Old timers mutter darkly as determined women totter around a wind-blown racecourse, writes KATHY SHERIDAN
BARE SHOULDERS and legs and five-inch heels mix poorly with soft ground and wind-blown race courses at the best of times – but why would anyone even attempt it in Cheltenham?
In Cheltenham, old-timers throw a pitying look, roll their eyes and mutter that this is what happens when you stretch a perfectly good three-day festival into four. “Fluff . . . That’s what you get. Fluffy races and fluffy women,” sniffed a Carlow man, pulling his anorak around him.
“Ah jaze, Aintree is worse. I seen wimmin with snow on their backs,” interjected his pal, striding off with the admonition, “you never saw me, right ?”
Cheltenham is many things,
but fashion-conscious it is not. Anoraks, old-fashioned crombies and wide-boys in blinding pin-stripes mix easily with quietly elegant tweeds and suits. But the anoraks win by a mile.
So when flocks of goose- pimpled women descend in their frankly daft-looking summer wedding ensembles and crippling heels for the Ladies Day awards, it is an endurance exercise that only poor Tommy Carberry with his punctured lung might recognise.
One of the saner entrants was 20-year-old Margaret Connolly from Mullingar, a sales assistant in Heatons, whose black and white birdseye cape (€20 from Dunnes) over a slim shirt and lacy skirt caused a bit of a stir for the television cameras. “A fella from Channel 4 was lying down on the ground filming the back of her tights,” said her mother, Mary, who added that the family are well-known around the racecourses of Ireland, partly because Gerry Connolly owns a horse called Hedge Your Bet.
But that’s a long way from Margaret’s tights – which, to be fair to Channel 4, featured diamante seams up the back – and her ultra familiarity with Ladies Days. She yearns to be a model and winning the Miss Kilbeggan title was a landmark.
Her next “mission” is Miss Punchestown, but in the meantime, she’s headed for a race meeting near you that offers any half decent prizes for women who go that extra mile.
But yesterday wasn’t her day, alas. Come judgment time, the three lassies corralled in the winners’ enclosure were all English and a touch on the boring side, frankly.
The winner of the accessories category, for all her £1,200 Jaeger gear and four-inch heels, wouldn’t have got past an Irish judge with her bare legs.
It was a harbinger of things to come on the course. No-one expected any big Irish celebrations yesterday so no-one was disappointed when none materialised.
Michael O’Leary duly turned up again to present the prizes in the £220,000 Ryanair Steeplechase and kindly didn’t tell the media to run along but shared his wisdom about the horsey game.
Basically, he prefers to own a horse rather than bet on one but there’s more money in betting then owning. Got that?

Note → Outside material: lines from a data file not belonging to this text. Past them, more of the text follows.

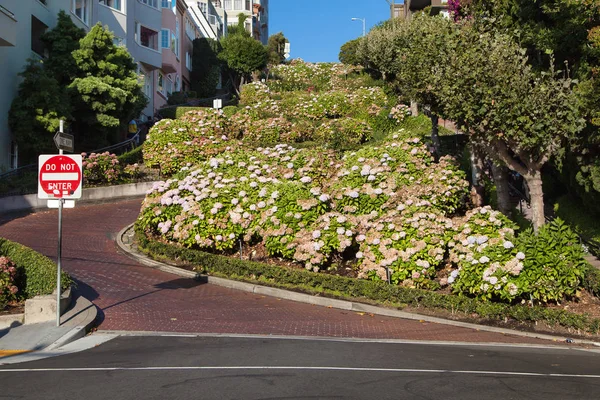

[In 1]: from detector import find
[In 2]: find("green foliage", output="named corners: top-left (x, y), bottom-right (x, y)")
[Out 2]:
top-left (41, 10), bottom-right (85, 86)
top-left (0, 238), bottom-right (72, 299)
top-left (554, 195), bottom-right (600, 256)
top-left (517, 219), bottom-right (587, 302)
top-left (190, 38), bottom-right (222, 98)
top-left (69, 23), bottom-right (147, 146)
top-left (453, 219), bottom-right (587, 303)
top-left (136, 223), bottom-right (600, 334)
top-left (167, 91), bottom-right (197, 106)
top-left (218, 34), bottom-right (269, 94)
top-left (117, 146), bottom-right (143, 165)
top-left (0, 256), bottom-right (19, 310)
top-left (8, 60), bottom-right (72, 164)
top-left (9, 11), bottom-right (146, 163)
top-left (158, 106), bottom-right (206, 119)
top-left (338, 38), bottom-right (363, 65)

The day failed to produce any surprise appearances beyond GV Wright, the Dublin North TD (adding to the existing catch of Seán Barrett, Michael Lowry and Charlie McCreevy who – need we repeat? – is not a politician), plus a gent who was possibly The Monk and who should not be confused with any politician in any case, as well as the developer who trumped Seán Dunne per Ballsbridge acre, Ray Grehan.

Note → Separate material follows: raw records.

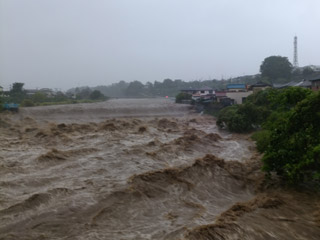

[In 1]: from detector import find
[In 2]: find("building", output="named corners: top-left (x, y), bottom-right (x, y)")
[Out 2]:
top-left (181, 87), bottom-right (215, 100)
top-left (227, 91), bottom-right (253, 104)
top-left (227, 83), bottom-right (248, 92)
top-left (248, 82), bottom-right (272, 93)
top-left (226, 83), bottom-right (253, 104)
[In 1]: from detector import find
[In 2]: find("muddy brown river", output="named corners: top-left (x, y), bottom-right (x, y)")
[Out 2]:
top-left (0, 99), bottom-right (320, 240)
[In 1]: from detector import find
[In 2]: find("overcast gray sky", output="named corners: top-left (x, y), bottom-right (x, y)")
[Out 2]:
top-left (0, 0), bottom-right (320, 89)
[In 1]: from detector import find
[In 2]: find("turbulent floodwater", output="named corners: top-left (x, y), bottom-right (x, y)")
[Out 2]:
top-left (0, 99), bottom-right (320, 239)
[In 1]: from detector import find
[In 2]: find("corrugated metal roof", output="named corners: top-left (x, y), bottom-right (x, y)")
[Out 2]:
top-left (227, 84), bottom-right (246, 89)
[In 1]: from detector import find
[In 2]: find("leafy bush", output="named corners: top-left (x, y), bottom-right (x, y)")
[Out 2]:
top-left (217, 102), bottom-right (269, 133)
top-left (257, 93), bottom-right (320, 183)
top-left (176, 92), bottom-right (192, 103)
top-left (251, 130), bottom-right (271, 153)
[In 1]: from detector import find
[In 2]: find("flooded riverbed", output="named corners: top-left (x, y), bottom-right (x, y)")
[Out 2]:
top-left (0, 99), bottom-right (320, 239)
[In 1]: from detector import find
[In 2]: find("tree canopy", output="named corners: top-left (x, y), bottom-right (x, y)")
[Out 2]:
top-left (260, 56), bottom-right (293, 82)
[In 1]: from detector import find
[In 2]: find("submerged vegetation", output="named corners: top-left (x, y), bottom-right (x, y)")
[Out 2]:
top-left (0, 83), bottom-right (108, 110)
top-left (217, 87), bottom-right (320, 184)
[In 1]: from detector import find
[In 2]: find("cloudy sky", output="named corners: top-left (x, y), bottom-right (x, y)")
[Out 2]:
top-left (0, 0), bottom-right (320, 89)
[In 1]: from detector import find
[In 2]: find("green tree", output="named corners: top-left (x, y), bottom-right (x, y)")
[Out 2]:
top-left (9, 82), bottom-right (26, 103)
top-left (262, 93), bottom-right (320, 183)
top-left (126, 81), bottom-right (144, 97)
top-left (260, 56), bottom-right (293, 83)
top-left (90, 90), bottom-right (105, 100)
top-left (31, 92), bottom-right (47, 103)
top-left (302, 67), bottom-right (315, 78)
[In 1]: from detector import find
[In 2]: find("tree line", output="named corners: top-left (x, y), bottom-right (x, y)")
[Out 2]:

Albert Reynolds looked as fresh as any man can be who gets to bed at 3.30am and has taken to the odd medicinal glass of red wine late in life. Of course, it helps if you’re staying in the charmingly comfortable 400-year-old Lygon Arms in the chocolate box Cotswold village of Broadford a few miles away, where JP McManus also takes a room for his arduous Cheltenham outing.
Signs that even Cheltenham is vulnerable to recession were evident in the attendance, down by over 10 per cent on 2007.

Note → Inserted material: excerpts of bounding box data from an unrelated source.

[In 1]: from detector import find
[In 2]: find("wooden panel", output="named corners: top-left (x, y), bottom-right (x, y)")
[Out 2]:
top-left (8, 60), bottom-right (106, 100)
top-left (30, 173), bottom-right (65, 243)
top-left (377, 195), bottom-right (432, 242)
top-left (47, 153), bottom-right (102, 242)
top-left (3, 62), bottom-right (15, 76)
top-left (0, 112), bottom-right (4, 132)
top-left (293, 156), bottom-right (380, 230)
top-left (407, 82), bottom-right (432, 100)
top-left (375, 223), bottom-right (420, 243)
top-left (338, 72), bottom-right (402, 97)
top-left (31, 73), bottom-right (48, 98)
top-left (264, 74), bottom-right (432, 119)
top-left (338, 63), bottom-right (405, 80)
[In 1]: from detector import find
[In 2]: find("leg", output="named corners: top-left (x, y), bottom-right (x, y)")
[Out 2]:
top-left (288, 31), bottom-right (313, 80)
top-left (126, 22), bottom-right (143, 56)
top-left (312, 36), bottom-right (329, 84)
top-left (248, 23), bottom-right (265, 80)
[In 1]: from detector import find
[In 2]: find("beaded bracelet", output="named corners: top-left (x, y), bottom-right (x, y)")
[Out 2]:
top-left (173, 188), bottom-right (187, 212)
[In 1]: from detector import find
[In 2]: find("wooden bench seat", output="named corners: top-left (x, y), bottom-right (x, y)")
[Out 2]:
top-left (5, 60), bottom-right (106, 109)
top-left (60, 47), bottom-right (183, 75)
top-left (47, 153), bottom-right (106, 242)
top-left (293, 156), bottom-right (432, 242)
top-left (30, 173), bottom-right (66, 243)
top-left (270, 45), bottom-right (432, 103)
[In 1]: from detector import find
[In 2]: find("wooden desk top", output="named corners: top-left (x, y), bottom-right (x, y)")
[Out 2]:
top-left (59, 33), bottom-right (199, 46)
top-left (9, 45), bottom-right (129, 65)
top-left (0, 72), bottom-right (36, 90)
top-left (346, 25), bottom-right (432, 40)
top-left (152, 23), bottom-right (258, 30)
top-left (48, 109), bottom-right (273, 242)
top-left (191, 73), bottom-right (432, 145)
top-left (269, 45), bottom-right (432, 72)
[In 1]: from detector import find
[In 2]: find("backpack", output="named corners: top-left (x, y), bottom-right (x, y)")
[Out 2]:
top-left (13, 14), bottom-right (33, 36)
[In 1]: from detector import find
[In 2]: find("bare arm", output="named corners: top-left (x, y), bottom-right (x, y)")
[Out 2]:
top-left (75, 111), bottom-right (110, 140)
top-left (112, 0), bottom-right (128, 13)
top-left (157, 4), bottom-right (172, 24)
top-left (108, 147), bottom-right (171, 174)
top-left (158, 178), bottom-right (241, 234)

Significantly, the tote takings fell even further. They were down by nearly a fifth on two years ago suggesting that punters continue to pursue the dream but with less cash.
Irish accents remain plentiful but down in the raucous Guinness “village” – where the stewards’ main occupation is dissuading the swaying, chanting pint-drinkers from roaming out of “village” bounds and smack into a horse – there were noticeably fewer yesterday, leading to speculation that some might have gone home last night.
Today – Gold Cup day – will be the acid test not just for Cheltenham but for Co Monaghan’s Ebadiyan in the first. The men who tap their noses have him in with a chance. It may not be the Gold Cup but this is the big one for Oliver Brady and sheer human resilience. God help us all if he wins.